Bu Fang menjadi tercengang ketika menyadari niat semua orang yang menatapnya. “Kalian semua tidak tahu yang sebenarnya…”

Bahkan para penonton pun tidak tahan lagi melihat hakim yang terpaku di tempatnya dengan mulut terbuka lebar. Mereka ingin dia menyerah.

Namun, di saat berikutnya, sebuah adegan yang mengejutkan mereka semua terjadi.

Hakim yang tadi memasukkan sepotong Tahu Busuk ke mulutnya bergerak…

Semua orang mengira hakim itu akan muntah, tetapi tindakannya selanjutnya benar-benar di luar dugaan mereka.

Dia tidak muntah. Sebaliknya, dia menggerakkan sumpitnya dan mengambil sepotong Tahu Busuk lainnya. Dia mendekatkan tahu itu ke mulutnya.

“Apakah dia sudah gila?”

“Dia benar-benar menyukainya? Apakah dia gila karena baunya?”

“Dia sudah tamat… Hakim itu jadi idiot. Hidangan itu beracun!”

Semua orang berseru kaget dan menatap hakim itu dengan tak percaya. Dia terus menerus mengambil potongan Tahu Busuk dan memasukkannya ke dalam mulutnya. Penampilannya yang penuh semangat seperti hantu kelaparan yang telah kelaparan selama beberapa bulan.

Squish! Squish!

Arena menjadi sangat sunyi dan damai sejenak karena semua orang terdiam. Satu-satunya suara yang terdengar adalah suara dari mulut hakim saat dia mengunyah Tahu Busuk.

Suara itu membuat bulu kuduk mereka berdiri. Mereka semua tak kuasa menahan air liur saat melihat cara hakim itu makan.

Saat ini, wajah hakim itu dipenuhi kegembiraan. Matanya bersinar dan dia dengan cepat mengambil potongan Tahu Busuk dan memasukkannya ke dalam mulutnya. Dia memastikan saus pada tahu tidak menetes saat dia memasukkan semuanya ke dalam mulutnya.

Saus itu mengolesi sudut mulutnya dan membuatnya tampak agak lucu.

Hakim itu menjulurkan lidahnya dan menjilat semua saus di sekitar mulutnya.

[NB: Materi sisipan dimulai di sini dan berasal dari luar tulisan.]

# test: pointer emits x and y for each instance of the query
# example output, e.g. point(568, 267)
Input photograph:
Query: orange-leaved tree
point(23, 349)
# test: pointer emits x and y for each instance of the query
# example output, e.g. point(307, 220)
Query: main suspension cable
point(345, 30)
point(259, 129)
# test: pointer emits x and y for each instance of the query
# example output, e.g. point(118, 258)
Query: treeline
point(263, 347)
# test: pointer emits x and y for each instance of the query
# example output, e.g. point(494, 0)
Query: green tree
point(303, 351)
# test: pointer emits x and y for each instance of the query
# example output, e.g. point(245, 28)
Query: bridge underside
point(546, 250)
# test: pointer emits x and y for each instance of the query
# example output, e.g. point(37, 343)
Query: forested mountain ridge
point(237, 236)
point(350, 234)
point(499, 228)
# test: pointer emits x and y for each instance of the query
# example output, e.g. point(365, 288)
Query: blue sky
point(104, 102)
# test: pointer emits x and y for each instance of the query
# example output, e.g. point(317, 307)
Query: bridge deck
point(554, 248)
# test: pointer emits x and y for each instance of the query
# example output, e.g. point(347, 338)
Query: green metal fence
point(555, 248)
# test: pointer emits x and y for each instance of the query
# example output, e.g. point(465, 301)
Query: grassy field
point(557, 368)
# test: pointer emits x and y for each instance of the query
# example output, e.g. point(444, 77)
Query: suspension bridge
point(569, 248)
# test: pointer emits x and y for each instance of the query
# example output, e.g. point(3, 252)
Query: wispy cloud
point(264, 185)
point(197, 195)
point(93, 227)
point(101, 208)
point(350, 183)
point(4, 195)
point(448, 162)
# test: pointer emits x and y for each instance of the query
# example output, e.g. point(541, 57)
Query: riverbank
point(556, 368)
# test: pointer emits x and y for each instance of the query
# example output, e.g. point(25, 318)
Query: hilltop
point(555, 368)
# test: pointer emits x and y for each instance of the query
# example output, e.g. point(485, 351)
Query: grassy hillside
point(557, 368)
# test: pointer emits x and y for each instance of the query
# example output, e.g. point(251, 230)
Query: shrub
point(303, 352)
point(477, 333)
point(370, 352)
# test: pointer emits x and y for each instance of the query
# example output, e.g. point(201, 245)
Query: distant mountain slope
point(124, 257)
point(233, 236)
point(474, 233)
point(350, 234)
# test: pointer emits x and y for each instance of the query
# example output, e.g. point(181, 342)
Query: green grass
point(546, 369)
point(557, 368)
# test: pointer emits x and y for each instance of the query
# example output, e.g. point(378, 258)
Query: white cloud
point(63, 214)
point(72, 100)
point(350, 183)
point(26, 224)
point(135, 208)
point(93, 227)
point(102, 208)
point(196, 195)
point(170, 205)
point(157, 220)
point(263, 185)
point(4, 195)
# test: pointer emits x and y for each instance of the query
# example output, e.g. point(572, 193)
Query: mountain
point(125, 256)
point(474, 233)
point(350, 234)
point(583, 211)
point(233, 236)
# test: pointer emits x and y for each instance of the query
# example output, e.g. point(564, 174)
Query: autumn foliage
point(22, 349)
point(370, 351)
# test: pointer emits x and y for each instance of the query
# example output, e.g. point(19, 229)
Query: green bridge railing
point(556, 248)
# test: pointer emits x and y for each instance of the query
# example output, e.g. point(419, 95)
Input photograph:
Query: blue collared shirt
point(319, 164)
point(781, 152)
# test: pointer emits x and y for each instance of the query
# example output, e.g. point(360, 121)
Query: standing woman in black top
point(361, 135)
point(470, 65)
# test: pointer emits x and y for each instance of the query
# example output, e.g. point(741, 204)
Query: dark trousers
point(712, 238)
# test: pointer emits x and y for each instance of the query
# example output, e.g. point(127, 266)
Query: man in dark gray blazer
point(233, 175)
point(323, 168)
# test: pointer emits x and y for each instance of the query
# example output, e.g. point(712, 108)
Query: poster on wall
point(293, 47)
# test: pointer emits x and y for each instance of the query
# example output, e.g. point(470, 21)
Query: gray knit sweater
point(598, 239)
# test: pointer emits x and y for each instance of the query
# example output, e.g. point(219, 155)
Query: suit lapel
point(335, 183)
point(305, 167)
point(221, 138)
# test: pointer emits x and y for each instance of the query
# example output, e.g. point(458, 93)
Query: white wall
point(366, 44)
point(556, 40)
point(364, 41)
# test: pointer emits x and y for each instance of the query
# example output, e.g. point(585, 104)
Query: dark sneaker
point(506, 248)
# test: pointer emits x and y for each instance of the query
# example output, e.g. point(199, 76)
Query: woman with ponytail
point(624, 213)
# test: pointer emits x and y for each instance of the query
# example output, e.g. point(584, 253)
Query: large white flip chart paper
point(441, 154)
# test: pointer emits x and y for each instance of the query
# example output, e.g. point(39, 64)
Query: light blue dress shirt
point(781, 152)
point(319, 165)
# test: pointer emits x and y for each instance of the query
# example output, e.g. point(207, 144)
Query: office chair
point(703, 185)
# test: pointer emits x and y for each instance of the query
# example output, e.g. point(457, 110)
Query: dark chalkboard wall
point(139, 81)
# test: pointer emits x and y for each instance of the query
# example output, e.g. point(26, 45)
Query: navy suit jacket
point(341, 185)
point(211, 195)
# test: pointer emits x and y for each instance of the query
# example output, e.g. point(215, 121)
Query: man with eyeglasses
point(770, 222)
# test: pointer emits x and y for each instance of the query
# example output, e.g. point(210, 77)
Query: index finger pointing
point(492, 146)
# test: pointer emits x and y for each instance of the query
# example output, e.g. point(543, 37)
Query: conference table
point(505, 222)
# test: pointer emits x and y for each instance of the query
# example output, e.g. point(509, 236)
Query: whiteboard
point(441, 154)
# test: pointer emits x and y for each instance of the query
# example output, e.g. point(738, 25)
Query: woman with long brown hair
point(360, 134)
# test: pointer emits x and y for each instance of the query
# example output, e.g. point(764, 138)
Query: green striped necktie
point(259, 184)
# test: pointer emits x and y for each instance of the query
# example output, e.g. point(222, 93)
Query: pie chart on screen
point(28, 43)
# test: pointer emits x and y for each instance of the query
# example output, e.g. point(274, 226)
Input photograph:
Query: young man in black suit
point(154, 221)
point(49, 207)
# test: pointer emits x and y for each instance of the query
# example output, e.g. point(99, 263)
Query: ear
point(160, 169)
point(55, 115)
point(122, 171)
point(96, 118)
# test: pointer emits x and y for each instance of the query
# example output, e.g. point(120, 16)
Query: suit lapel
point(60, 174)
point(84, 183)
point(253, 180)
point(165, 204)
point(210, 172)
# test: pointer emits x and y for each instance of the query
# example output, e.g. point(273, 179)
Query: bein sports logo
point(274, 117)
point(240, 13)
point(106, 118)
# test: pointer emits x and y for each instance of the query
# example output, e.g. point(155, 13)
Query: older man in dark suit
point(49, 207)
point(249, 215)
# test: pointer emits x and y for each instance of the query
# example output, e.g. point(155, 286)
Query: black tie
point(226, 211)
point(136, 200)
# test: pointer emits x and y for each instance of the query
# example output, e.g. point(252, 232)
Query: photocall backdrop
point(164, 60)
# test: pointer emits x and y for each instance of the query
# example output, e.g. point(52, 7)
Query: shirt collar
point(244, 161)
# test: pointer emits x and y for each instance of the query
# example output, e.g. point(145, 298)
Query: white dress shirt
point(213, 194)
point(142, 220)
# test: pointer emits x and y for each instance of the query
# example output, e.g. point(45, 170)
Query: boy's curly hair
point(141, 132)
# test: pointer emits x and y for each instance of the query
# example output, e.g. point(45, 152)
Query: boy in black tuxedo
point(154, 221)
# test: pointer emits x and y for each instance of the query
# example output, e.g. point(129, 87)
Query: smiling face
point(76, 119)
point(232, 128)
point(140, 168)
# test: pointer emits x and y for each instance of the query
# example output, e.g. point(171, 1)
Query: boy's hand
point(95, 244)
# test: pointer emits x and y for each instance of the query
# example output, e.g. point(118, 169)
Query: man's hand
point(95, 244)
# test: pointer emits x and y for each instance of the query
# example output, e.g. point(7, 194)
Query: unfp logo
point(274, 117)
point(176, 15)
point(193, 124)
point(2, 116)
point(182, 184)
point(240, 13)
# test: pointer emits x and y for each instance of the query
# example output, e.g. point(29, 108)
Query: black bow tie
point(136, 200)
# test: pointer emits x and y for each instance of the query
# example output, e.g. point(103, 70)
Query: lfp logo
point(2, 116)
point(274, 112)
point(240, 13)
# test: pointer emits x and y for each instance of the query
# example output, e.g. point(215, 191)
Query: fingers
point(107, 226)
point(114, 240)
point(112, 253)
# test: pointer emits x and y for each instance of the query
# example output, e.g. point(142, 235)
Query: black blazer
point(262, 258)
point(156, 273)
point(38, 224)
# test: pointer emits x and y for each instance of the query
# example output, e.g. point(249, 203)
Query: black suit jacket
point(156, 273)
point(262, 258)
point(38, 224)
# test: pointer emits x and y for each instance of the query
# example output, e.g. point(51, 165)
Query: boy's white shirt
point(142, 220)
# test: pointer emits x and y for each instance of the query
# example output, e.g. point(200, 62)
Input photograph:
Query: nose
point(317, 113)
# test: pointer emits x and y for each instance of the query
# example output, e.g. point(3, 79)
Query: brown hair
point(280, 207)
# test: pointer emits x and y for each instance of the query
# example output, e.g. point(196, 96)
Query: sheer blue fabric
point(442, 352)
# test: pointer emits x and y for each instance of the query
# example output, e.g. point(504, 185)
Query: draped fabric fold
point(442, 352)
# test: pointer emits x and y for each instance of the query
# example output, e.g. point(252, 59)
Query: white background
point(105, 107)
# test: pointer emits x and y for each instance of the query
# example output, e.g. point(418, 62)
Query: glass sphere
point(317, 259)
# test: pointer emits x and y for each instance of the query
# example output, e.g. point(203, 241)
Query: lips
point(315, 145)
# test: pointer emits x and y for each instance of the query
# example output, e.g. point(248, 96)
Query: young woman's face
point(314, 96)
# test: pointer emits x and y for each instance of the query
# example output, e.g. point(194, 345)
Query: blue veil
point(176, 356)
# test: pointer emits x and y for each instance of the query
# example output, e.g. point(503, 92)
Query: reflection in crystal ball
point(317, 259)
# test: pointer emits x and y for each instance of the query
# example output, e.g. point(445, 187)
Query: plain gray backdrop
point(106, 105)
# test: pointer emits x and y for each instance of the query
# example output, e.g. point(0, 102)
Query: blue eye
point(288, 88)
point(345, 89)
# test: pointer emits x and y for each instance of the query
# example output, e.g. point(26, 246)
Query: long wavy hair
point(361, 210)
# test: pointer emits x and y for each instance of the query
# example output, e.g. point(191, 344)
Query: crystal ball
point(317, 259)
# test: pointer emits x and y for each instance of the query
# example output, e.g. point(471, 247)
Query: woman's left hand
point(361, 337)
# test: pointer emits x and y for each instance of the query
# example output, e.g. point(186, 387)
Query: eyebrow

Semua orang menatap adegan itu dengan kaget saat melihat hakim itu memakan sepotong Tahu Busuk satu demi satu. Dia baru berhenti ketika tidak ada lagi Tahu Busuk di depan Bu Fang.

“Bersendawa!”

Setelah menghabiskan potongan Tahu Busuk terakhir, hakim itu menjilat nampan. Wajahnya dipenuhi kebahagiaan dan dia tak kuasa menahan sendawa yang memuaskan. Sendawanya memiliki bau yang agak harum dan busuk.

Raut wajah semua orang berubah tajam saat mereka melihat hakim itu. Apakah hakim ini benar-benar sudah gila?

“Bagaimana? Seharusnya aku lolos babak pertama.” Bu Fang dengan tenang bertanya kepada hakim.

Bu Fang tampak cukup percaya diri saat dia mengerutkan sudut mulutnya. Dia menatap hakim yang baru saja membersihkan nampan dengan lidahnya.

Tatapan percaya dirinya membuat para dokter di arena tidak senang. Anak muda ini terlalu sombong.

Hakim itu mendecakkan bibirnya dan berseru kaget sambil menatap Bu Fang:

“Aku tidak pernah menyangka….. bahwa hidangan yang baunya menyengat itu akan sangat lezat!”

Lezat?

Kata-kata hakim itu mengejutkan banyak orang. Wajah mereka dipenuhi keterkejutan saat menatap hakim. “Apakah kau pikir hidung kami palsu dan tidak peka? Makanan yang kau makan tadi jelas sangat bau.”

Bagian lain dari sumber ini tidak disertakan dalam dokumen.